21. Enoch . . . begat Methuselah--This name signifies, "He dieth, and the sending forth," so that Enoch gave it as prophetical of the flood. It is computed that Methuselah died in the year of that catastrophe.
24. And Enoch walked with God--a common phrase in Eastern countries denoting constant and familiar intercourse.
was not; for God took him--In Hebrews 11:5 , we are informed that he was translated to heaven--a mighty miracle, designed to effect what ordinary means of instruction had failed to accomplish, gave a palpable proof to an age of almost universal unbelief that the doctrines which he had taught ( Jude 1:14 Jude 1:15 ) were true and that his devotedness to the cause of God and righteousness in the midst of opposition was highly pleasing to the mind of God.

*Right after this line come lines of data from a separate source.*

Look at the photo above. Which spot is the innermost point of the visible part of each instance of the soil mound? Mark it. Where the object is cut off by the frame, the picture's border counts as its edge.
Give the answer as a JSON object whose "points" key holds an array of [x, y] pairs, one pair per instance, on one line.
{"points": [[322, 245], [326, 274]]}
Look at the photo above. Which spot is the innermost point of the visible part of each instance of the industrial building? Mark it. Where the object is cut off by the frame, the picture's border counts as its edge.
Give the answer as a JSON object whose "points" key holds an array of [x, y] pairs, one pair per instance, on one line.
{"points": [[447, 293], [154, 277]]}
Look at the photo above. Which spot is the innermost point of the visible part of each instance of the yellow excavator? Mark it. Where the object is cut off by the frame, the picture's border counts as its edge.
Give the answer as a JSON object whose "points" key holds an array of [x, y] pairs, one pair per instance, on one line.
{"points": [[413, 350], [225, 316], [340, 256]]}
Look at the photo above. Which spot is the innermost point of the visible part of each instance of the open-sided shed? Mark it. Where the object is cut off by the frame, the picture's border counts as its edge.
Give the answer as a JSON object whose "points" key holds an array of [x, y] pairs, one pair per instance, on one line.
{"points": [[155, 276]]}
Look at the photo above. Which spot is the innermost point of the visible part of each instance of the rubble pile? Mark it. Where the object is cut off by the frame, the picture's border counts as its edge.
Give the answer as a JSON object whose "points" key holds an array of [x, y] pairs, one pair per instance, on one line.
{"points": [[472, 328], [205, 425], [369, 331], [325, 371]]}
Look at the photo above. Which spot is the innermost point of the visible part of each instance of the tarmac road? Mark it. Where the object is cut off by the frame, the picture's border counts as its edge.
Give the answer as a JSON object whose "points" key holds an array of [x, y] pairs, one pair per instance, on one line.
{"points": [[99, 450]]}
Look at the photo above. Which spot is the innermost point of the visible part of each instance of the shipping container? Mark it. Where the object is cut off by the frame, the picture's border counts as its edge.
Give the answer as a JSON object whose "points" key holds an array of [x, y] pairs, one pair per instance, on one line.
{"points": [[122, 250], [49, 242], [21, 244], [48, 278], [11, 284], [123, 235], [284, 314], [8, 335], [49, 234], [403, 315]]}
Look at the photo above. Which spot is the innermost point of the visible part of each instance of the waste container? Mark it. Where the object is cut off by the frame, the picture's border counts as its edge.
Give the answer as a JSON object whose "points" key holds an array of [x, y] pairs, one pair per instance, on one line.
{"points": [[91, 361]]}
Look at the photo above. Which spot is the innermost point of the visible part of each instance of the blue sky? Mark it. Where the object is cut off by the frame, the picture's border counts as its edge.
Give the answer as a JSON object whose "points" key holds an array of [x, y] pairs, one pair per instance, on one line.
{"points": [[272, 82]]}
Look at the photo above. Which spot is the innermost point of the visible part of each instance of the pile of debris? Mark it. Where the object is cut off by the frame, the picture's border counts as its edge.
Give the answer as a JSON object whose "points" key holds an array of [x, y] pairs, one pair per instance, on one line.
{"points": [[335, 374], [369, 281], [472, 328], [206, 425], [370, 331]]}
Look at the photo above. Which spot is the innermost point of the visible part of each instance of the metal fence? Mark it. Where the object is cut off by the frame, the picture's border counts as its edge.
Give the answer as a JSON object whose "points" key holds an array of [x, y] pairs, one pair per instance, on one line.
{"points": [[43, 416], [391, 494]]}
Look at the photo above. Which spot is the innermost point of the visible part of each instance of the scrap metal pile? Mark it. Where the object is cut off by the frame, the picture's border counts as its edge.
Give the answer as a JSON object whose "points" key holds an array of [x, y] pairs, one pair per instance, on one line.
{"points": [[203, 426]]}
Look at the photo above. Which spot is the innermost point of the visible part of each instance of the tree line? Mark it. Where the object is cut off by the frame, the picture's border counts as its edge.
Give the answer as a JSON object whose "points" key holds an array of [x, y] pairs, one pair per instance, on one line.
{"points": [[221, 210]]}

26. Lamech--a different person from the one mentioned in the preceding chapter [ Genesis 4:18 ]. Like his namesake, however, he also spoke in numbers on occasion of the birth of Noah--that is, "rest" or "comfort" [ Genesis 5:29 , Margin]. "The allusion is, undoubtedly, to the penal consequences of the fall in earthly toils and sufferings, and to the hope of a Deliverer, excited by the promise made to Eve. That this expectation was founded on a divine communication we infer from the importance attached to it and the confidence of its expression" [PETER SMITH].
32. Noah was five hundred years old: and . . . begat--That he and the other patriarchs were advanced in life before children were born to them is a difficulty accounted for probably from the circumstance that Moses does not here record their first-born sons, but only the succession from Adam through Seth to Abraham.